Estimated residual magnetic field strength at the start of hydrodynamics for RHIC and LHC.

Abstract

High-energy heavy-ion collisions generate extremely strong magnetic field which plays a key role in a number of novel quantum phenomena in quark-gluon plasma (QGP), such as the chiral magnetic effect (CME). However, due to the complexity in theoretical modellings of the coupled electromagnetic fields and the QGP system, especially in the pre-equilibrium stages, the lifetime of the magnetic field in the QGP medium remains undetermined.

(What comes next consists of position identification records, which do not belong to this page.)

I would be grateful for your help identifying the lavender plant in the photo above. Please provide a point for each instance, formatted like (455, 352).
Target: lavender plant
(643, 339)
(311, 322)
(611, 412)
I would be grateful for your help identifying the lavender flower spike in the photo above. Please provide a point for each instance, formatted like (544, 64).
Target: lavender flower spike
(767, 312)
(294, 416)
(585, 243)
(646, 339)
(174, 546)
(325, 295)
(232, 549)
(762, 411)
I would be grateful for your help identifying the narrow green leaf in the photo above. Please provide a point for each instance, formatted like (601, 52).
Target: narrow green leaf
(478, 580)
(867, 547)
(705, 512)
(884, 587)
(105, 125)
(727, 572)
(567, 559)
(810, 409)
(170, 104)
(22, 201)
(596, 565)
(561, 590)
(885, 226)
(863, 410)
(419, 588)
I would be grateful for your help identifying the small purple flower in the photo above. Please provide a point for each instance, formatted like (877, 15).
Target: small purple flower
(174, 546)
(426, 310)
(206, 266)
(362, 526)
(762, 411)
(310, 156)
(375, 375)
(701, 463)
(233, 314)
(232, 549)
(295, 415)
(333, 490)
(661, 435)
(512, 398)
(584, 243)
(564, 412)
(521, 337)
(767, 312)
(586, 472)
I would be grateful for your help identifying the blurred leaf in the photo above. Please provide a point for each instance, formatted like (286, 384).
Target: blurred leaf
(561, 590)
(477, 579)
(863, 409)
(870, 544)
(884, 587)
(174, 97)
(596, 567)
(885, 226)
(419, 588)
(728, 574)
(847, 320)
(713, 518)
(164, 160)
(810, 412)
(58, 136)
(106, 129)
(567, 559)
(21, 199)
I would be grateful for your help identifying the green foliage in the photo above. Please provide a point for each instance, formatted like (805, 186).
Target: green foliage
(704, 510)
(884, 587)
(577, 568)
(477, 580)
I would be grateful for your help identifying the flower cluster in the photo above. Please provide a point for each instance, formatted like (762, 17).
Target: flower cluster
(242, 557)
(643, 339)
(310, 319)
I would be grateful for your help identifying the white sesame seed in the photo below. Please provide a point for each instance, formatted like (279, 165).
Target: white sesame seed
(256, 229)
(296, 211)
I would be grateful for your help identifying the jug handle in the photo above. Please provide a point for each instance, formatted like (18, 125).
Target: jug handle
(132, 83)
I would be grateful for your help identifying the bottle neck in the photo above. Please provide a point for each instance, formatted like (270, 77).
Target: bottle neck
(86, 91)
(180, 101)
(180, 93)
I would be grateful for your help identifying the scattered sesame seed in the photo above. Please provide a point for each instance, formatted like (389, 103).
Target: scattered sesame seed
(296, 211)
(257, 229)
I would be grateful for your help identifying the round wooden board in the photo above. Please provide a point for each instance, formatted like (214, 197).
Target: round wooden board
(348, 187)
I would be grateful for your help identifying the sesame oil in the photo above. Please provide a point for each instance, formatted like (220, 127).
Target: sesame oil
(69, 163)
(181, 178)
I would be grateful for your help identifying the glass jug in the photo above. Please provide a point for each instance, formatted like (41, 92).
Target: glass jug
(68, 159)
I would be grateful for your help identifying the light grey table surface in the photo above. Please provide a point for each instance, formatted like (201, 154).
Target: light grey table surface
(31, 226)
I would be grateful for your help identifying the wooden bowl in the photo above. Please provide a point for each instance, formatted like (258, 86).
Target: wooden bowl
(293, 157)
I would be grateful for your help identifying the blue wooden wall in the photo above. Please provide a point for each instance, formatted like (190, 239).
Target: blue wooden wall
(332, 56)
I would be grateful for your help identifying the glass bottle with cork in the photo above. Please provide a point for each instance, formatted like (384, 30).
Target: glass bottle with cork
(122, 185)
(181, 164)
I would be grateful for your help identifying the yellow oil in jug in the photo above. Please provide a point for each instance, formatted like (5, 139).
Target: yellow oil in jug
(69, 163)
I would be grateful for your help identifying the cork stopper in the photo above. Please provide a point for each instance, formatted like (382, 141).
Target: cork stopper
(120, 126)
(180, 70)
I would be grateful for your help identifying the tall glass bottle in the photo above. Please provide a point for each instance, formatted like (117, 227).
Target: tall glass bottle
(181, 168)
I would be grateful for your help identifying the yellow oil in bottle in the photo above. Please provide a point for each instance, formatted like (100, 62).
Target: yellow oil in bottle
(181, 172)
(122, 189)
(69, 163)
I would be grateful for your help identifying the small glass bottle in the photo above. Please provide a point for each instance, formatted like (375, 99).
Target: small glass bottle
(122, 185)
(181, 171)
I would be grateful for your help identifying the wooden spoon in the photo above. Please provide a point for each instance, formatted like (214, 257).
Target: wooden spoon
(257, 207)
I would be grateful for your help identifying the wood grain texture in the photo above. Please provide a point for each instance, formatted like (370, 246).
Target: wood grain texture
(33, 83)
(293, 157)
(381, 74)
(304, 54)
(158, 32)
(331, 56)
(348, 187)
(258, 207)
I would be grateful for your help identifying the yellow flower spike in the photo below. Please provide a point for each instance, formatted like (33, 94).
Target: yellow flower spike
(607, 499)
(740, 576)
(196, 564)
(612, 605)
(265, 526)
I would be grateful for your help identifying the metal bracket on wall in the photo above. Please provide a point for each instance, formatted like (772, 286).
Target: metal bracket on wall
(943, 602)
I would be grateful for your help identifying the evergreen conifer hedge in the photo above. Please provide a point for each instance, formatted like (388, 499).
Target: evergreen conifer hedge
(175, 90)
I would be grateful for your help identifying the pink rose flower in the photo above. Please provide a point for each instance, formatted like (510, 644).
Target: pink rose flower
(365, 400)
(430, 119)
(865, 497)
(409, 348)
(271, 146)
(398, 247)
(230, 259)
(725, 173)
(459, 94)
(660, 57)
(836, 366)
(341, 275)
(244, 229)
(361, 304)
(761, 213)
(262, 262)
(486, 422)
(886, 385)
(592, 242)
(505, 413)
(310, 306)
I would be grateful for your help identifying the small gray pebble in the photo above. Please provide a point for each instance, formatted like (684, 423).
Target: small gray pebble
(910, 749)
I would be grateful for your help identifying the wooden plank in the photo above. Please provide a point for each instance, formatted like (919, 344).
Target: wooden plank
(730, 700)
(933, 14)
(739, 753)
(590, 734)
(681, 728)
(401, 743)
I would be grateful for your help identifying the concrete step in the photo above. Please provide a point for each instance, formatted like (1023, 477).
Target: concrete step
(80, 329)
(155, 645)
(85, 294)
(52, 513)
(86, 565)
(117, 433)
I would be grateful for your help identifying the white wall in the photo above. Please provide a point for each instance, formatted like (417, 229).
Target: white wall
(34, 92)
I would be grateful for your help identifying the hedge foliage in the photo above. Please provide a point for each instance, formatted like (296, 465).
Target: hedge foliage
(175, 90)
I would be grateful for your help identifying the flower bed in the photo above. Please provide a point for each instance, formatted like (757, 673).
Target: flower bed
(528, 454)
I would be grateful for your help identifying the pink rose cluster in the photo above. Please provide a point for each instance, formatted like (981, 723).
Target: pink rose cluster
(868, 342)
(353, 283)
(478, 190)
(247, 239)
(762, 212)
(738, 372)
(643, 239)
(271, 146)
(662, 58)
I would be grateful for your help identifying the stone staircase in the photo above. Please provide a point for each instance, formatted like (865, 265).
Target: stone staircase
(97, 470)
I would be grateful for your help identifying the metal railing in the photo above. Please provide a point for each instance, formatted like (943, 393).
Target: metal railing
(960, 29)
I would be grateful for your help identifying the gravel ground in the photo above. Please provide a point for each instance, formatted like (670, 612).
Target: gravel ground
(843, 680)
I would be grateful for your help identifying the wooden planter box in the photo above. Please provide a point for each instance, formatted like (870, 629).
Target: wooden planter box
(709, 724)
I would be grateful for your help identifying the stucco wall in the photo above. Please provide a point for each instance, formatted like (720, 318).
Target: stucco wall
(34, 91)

We establish, for the first time, a kinetic framework to study the dynamical decay of the magnetic field in the early stages of a weakly coupled QGP by solving the coupled Boltzmann and Maxwell equations. We find that at late times a magnetohydrodynamical description of the coupled system emerges. With respect to realistic collisions at RHIC and the LHC, we estimate the residual strength of the magnetic field in the QGP when the system start to evolve hydrodynamically.